Los sindicatos ANPE y FETE-UGT presentaron ayer las propuestas que remitirán a la Consejería de Educación para que se incorporen al texto definitivo del acuerdo para la convivencia escolar que se prevé aprobar antes de que acabe el año. Ambos sindicatos han coincidido en algunas de las medidas que debería incluir el borrador redactado por Educación, especialmente aquellas de carácter preventivo, como una mayor atención a la diversidad del alumnado y la formación del profesorado en la gestión de conflictos. También hay consenso en la necesidad de agilizar los procedimientos sancionadores, potenciando la figura de la Comisión de Convivencia escolar y de los docentes. Sin embargo, ANPE va más allá en sus propuestas correctivas y plantea la colaboración de la Policía en las entradas y en las proximidades de los colegios e institutos, zonas que califica como «de especial conflictividad».
El sindicato, además, concreta los plazos y las figuras que deben ejecutar las sanciones: «Aplicación inmediata por parte del tutor, en casos leves; del equipo directivo en casos graves y, en casos muy graves, expediente a resolver por parte de la Comisión de Convivencia antes de 15 días desde el momento de la infracción».

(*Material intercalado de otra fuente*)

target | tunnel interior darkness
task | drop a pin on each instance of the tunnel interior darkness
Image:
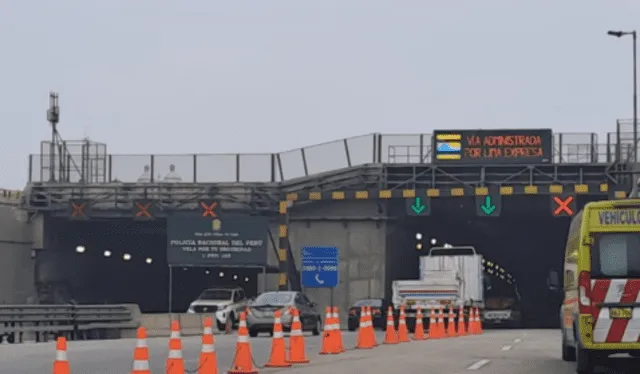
(103, 273)
(526, 240)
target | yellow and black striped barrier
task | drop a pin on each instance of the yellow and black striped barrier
(552, 189)
(10, 194)
(611, 191)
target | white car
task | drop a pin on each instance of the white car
(225, 304)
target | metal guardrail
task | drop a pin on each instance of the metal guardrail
(93, 165)
(44, 322)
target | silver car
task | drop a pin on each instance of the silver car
(261, 312)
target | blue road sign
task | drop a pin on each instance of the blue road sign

El departamento de José Luis Iglesias Riopedre deberá estudiar la propuesta que lanzan ambos sindicatos para atajar «casos extraordinarios». Tanto ANPE como FETE-UGT apuestan por reforzar las medidas de carácter preventivo, sin embargo, en aquellos supuestos en los que los que las medidas preventivas no resulten eficaces y no se cuente con el apoyo de las familias, plantean que los alumnos conflictivos sean derivados a otras instituciones, como los Servicios Sociales y Jurídicos del Principado.
Ninguno de los dos sindicatos ha olvidado en el texto que remitirá a la Consejería de Educación a los profesores y alumnos que han sufrido acoso o agresiones en el ámbito de la enseñanza. Para ellos reclaman que se les facilite asistencia psicológica y jurídica gratuita. ANPE, además, solicita una «sanción rápida y proporcionada» o, incluso, el cambio de centro del agresor.
Distribuir el alumnado
Como punto de partida, los sindicatos plantean una adecuada distribución del alumnado y de los fondos entre todos los centros sostenidos con fondos públicos. ANPE es más específico en su planteamiento y propone un reparto «equitativo entre centros públicos y concertados» de los estudiantes conflictivos a través de una comisión de escolarización.
Entre las propuestas también incluyen la especialización de las plantillas y la posibilidad de crear la figura de un «coordinador de convivencia», que se encargaría de las tareas de formación tanto de padres como de profesores y de las acciones tutoriales.